English Country dances have been around since the 1600’s, but by the Regency, the most popular form was a “longways set” –meaning done in a long line of couples, whereas early forms were often circles, or “closed” sets of two-to-four couples. The longways dances were also usually “progressive”, which meant the couples moved up or down the line to dance with new people after each repeat of the figures. Some dances involved only a two-couple pattern, but some involved three! At times there might be a couple (or two) at one end of the line or the other, waiting to re-enter the dance. In modern times, we now start all the “number ones” in the line at the same time, but in the Regency, it was usual to begin with only the first “first couple”, a special honor for them, and everyone else had to wait until the action and repeats of the dance reached them.
Here is a video of “The Leamington Dance” (1811) being danced slowly with a caller by modern EC dancers. If this is all new to you, it should give you a good sense of how a simple country dance works.
Here are links to a couple of nice videos of Regency English Country Dancing at costumed events: (Wakefield Hunt 1779 and The Duke of Kent’s Waltz 1801, fairly slow so you can see what’s going on); (Juliana 1810, Wilson)
Reels are a very lively form of dance where the participants weave in and out between each other. Popular in Scotland, they also were common in English Regency ballrooms, and could involve various numbers of dancers. (A 6-hand reel would involve three couples.) There is overlap between reels and ECD, since often country dances will include a section (called a “hay”) where the figures are essentially a reel, and sometimes an ECD will have “Reel” in the name (as they also sometimes had “Waltz”) just to confuse matters. 🙂
This video gives an idea of how a reel works, so you can spot one when you see one! https://www.scottish-country-dancing-dictionary.com/videoclips/reels.html BTW, that website is a great source of country dance information, if you want to know more. Much of it applies to both English and Scottish, although there are some differences. I will give some more good resources at the end of this blog series.
Do you have favorite dance scenes you loved in books or movies? What made them romantic and what did you like most about them?
Hi Gail, Thank you for the post – and I am looking forward to the other posts in this series.
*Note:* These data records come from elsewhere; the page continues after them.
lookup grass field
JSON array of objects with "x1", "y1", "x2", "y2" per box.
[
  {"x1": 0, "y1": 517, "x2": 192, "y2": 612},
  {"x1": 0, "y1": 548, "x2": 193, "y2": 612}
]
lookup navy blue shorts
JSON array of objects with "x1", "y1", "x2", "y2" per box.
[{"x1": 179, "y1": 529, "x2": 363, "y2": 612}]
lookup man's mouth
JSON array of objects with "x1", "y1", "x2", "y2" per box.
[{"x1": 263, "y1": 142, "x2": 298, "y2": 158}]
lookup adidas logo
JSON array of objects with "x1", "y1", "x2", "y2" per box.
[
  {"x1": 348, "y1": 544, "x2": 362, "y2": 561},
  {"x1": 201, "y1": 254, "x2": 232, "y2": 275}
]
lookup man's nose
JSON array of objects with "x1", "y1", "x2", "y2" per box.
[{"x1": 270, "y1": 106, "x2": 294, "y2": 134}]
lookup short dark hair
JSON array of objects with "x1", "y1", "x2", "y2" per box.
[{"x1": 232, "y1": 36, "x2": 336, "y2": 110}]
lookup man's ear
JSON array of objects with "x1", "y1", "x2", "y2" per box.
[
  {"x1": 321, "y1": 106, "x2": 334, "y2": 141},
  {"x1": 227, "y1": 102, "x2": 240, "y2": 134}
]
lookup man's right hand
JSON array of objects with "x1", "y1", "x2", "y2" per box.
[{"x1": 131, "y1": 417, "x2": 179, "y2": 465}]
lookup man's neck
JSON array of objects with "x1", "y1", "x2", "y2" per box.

Favorite dance scenes from movies – hmmm… well, if we move outside the Regency era, I loved the final dance scene in True Lies (Arnold Schwartznegger and Jamie Lee Curtis), and who couldn’t love the dance scene with The Captain and Maria in The Sound of Music? The Tango in Scent of A Woman, and The Prince and Cinderella in The Slipper and The Rose. These are a few that spring to mind, but I suppose the thing they all had in common for me was that the pairing was so supposedly impossible, but the dance showed how perfectly each couple would fit.
Oh, Kalinya, you’ve hit on the very essence of what makes these dances the most romantic!! (sigh) Really, the very essence of what we try to show in our stories, right? Wonderful reply. So glad you’re interested in this topic! Thanks. More to come.